Again, not definitive, and for more information, take a look at these links:
- Redhat: Creating a yum repository
- techrepublic: Creating your own yum repository
- Fedora documentation: Creating a yum repository
Arch Linux
Arch Linux, at least in comparison to .deb
and .rpm
package
distribution families is very easy to customize to your liking. That’s to be expected though
as Arch Linux is a distribution that sells itself of the customization capabilities it offers to its user.

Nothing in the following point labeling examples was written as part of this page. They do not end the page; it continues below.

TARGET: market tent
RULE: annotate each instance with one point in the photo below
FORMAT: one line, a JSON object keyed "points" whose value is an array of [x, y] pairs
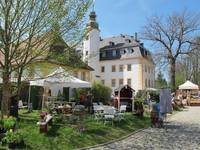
{"points": [[151, 89], [61, 78], [188, 86], [56, 81]]}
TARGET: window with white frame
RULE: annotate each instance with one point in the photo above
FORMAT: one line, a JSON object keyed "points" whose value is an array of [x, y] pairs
{"points": [[121, 82], [114, 53], [102, 69], [103, 81], [113, 68], [121, 68], [129, 67], [129, 82], [113, 82]]}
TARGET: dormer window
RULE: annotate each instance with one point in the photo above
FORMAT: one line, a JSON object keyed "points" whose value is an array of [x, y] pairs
{"points": [[111, 43]]}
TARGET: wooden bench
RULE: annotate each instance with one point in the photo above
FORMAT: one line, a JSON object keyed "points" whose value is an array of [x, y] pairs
{"points": [[43, 124]]}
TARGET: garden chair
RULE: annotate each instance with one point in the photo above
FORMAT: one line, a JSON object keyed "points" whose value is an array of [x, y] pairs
{"points": [[121, 113], [21, 106], [98, 112], [109, 114]]}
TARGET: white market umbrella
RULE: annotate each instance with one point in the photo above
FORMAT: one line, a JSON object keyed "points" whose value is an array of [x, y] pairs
{"points": [[188, 86], [61, 78]]}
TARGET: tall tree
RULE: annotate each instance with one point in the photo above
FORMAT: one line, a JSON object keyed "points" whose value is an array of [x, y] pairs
{"points": [[160, 81], [174, 35], [26, 31], [188, 67]]}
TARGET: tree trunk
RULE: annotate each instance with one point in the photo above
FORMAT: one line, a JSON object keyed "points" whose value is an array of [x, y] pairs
{"points": [[6, 94], [172, 64]]}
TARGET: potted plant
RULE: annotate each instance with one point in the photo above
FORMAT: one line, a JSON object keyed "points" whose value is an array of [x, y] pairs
{"points": [[2, 129], [9, 123], [13, 139]]}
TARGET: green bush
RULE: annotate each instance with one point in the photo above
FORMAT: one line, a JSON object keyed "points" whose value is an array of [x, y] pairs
{"points": [[101, 93], [9, 123], [13, 137]]}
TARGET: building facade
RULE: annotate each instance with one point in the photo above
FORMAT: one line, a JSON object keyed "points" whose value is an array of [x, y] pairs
{"points": [[118, 60]]}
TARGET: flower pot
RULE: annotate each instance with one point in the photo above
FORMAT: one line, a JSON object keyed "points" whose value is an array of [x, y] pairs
{"points": [[12, 145]]}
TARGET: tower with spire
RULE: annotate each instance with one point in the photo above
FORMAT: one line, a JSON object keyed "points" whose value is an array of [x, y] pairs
{"points": [[91, 45]]}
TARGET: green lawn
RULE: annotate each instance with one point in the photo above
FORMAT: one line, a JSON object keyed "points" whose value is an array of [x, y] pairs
{"points": [[63, 135]]}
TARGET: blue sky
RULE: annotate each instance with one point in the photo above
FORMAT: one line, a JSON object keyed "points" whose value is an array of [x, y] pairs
{"points": [[129, 16], [117, 17]]}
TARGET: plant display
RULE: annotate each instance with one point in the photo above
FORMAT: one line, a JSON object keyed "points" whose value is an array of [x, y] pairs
{"points": [[9, 123], [13, 137]]}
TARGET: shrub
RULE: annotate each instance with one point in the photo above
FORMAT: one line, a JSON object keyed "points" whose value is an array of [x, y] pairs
{"points": [[9, 123], [101, 93], [13, 137]]}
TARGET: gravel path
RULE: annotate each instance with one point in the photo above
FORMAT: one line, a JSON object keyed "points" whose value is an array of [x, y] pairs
{"points": [[181, 132]]}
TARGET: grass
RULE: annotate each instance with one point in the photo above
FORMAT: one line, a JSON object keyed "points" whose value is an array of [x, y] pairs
{"points": [[63, 135]]}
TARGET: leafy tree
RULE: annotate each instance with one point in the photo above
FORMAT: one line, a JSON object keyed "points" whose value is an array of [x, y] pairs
{"points": [[26, 32], [174, 35], [101, 92], [160, 81]]}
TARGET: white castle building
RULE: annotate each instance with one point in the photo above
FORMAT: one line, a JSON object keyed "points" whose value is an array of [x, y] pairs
{"points": [[118, 60]]}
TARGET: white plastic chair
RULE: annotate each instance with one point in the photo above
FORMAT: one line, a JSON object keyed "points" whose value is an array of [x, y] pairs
{"points": [[20, 105], [98, 111], [109, 114], [121, 113]]}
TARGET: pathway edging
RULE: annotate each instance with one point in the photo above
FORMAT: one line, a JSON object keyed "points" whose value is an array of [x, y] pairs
{"points": [[115, 140]]}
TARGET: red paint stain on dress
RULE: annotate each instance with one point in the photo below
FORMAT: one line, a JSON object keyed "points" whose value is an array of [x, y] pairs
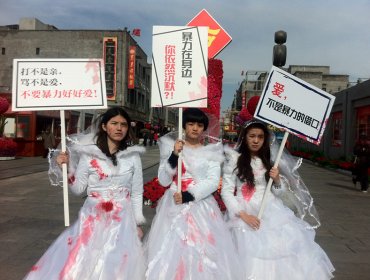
{"points": [[94, 163], [107, 206], [184, 182], [180, 270], [34, 268], [211, 239], [247, 191], [193, 230], [83, 239]]}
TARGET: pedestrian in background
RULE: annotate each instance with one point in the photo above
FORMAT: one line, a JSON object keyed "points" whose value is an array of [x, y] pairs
{"points": [[362, 162], [48, 141], [104, 243]]}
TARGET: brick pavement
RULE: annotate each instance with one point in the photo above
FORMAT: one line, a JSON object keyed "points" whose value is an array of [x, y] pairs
{"points": [[31, 216]]}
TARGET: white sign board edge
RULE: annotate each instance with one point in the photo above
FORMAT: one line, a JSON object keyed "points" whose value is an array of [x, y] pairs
{"points": [[80, 77]]}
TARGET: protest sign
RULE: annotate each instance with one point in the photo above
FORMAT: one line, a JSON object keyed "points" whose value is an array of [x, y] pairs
{"points": [[59, 84], [295, 105], [179, 66]]}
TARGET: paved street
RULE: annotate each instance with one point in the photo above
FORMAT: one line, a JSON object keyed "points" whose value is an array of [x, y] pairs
{"points": [[31, 215]]}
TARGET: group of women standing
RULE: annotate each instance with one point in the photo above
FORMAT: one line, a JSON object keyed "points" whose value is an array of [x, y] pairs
{"points": [[189, 237]]}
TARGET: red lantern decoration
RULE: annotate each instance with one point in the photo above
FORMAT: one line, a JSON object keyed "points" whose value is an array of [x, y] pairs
{"points": [[4, 105]]}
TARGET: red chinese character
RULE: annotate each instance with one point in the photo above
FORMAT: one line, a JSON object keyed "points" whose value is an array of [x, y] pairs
{"points": [[278, 89]]}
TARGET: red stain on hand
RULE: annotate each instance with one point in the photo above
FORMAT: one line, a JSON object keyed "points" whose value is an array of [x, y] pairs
{"points": [[94, 163], [107, 206], [247, 191]]}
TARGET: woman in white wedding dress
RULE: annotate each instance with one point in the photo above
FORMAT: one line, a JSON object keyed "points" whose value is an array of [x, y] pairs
{"points": [[280, 245]]}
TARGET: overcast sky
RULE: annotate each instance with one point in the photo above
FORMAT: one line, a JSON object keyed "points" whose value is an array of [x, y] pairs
{"points": [[335, 33]]}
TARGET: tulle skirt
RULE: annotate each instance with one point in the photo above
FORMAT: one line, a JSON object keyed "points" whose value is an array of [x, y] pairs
{"points": [[282, 248], [102, 244], [190, 241]]}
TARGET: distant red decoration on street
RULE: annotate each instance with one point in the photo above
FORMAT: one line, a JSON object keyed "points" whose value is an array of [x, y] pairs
{"points": [[136, 32]]}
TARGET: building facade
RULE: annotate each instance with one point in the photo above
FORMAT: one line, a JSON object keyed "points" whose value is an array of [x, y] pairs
{"points": [[127, 75], [349, 118]]}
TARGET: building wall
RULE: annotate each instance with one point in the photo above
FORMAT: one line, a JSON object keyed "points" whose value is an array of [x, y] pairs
{"points": [[348, 104], [34, 39]]}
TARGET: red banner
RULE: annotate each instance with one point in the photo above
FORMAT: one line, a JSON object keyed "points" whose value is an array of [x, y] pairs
{"points": [[131, 67]]}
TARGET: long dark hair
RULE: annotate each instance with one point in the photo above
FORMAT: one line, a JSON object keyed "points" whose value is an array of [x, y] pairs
{"points": [[102, 136], [194, 115], [243, 165]]}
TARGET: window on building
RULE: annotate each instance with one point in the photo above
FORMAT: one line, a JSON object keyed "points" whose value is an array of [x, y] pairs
{"points": [[363, 121], [23, 129], [110, 61], [337, 129]]}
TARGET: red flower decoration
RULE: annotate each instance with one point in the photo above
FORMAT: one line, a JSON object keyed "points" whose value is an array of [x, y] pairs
{"points": [[153, 191], [4, 105], [252, 104]]}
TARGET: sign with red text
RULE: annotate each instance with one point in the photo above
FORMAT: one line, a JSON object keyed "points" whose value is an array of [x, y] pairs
{"points": [[218, 38], [131, 67], [58, 84], [179, 66], [295, 105]]}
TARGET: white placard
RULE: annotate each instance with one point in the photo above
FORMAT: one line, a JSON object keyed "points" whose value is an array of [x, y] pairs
{"points": [[295, 105], [58, 84], [179, 66]]}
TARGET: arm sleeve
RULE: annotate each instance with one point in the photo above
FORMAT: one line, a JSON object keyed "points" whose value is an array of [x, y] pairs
{"points": [[166, 171], [229, 180], [78, 180], [278, 190], [137, 191], [205, 186]]}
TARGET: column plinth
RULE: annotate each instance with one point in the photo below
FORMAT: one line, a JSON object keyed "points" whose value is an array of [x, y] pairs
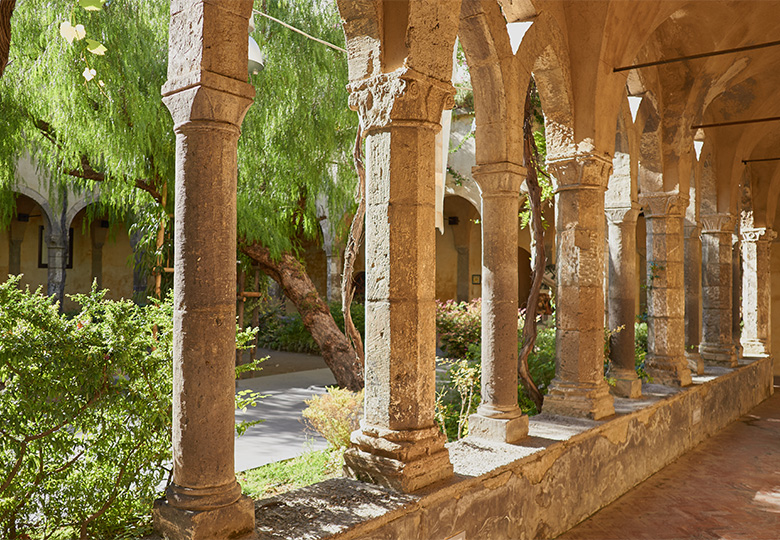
{"points": [[621, 223], [666, 362], [717, 346], [498, 417], [579, 388], [399, 444], [208, 96]]}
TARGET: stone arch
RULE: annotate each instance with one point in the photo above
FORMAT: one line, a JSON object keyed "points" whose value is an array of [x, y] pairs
{"points": [[650, 163]]}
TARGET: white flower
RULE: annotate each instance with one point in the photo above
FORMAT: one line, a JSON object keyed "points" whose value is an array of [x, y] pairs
{"points": [[71, 33]]}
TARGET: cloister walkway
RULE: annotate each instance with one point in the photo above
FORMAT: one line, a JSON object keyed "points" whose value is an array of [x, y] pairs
{"points": [[727, 488]]}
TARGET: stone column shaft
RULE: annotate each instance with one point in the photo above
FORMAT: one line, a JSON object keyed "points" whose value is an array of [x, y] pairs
{"points": [[208, 96], [717, 346], [57, 248], [579, 388], [498, 417], [463, 278], [756, 291], [621, 223], [692, 245], [666, 361], [399, 444]]}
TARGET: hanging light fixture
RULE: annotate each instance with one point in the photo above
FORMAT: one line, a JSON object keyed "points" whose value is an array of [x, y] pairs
{"points": [[698, 143], [256, 58], [633, 105]]}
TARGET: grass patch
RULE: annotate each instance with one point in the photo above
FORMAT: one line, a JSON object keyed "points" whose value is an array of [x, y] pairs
{"points": [[283, 476]]}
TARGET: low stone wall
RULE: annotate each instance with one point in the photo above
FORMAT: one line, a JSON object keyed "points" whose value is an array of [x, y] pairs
{"points": [[565, 471]]}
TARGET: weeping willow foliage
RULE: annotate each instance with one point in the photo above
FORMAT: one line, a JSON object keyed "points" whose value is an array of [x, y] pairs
{"points": [[296, 137], [115, 121]]}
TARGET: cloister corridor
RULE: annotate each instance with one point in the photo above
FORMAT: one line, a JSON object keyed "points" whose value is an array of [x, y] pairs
{"points": [[727, 488]]}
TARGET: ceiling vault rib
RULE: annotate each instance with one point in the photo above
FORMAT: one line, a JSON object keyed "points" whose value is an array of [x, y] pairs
{"points": [[697, 56], [737, 122]]}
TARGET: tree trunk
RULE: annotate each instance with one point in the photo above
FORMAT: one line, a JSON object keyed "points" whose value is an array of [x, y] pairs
{"points": [[535, 202], [6, 10], [350, 254], [291, 275]]}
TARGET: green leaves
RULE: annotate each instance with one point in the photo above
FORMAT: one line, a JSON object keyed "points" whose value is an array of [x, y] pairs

In essence, if you want to customize a package, the general process is this:
- Download Arch tarball that contains the
PKGBUILD
file - untar the tarball
- (Optional) download the upstream tarball referenced in the
PKGBUILD
, and modify it to your liking - run
makepkg
in the folder containing thePKGBUILD
- install (using pacman) the
.xz
file produced after the whole process is finished.
In order to download the official {core | extra | community} packages, you need to run as root
abs
. This will create a directory tree that contains the files required for building any package
in the official repositories.
Next up, you can create a custom local repository with the repo-add
tool, and then proceeding
with editing /etc/pacman.conf
and adding an entry for your repository there. For more information:
- arch-stable: make your own local repo for arch linux
- arch wiki: makepkg
- arch wiki: pacman tips
- arch wiki: Arch Build System
- arch wiki: Pacman#Repositories
To fork or not to fork?
Well, that’s not an easy question to answer. My opinion is that it’s extremely educational to do a soft fork, clone the distribution’s core repository, and for some time maintain your own distribution based on it, that is, update and customize all the repositories. Do that for some months, then go back to using your distribution of choice now that you are enlightened with how it works under the hood. The reason this is very educational is that it will teach you the ins and outs of your distribution, teach you about all the software in it, how it integrates, what its role is. It will teach you packaging which is a tremendously undervalued skill, as you can customize your experience to your liking, and it will make you appreciate the effort going into maintaining the distribution.
As for doing a hard fork, that is creating your own distribution, that you commit to maintaining it for a long time, my opinion is that it’s simply not worth it. Maintaining a distribution, be it by yourself, or with your friends, is a tremendous amount of work, that’s not worth it unless you have other goals you want to achieve by that. If all you want to do is to customize your distribution of choice to your liking, then go ahead, learn packaging for it, customize-package the applications you want, then create your own repo - but always track the upstream. Diverging too much from the upstream is not worth the hassle, as you will end up spending more time maintaining than using the distribution in the end.
tl;dr:
If you want to do a small scale, private fork in order to see what’s under the hood of your Linux distro; by all means go ahead.
If you want to do a large scale, public fork, then take your time to calculate the effort, if it’s worth it, and if you could just help the upstream distribution implement the features you want.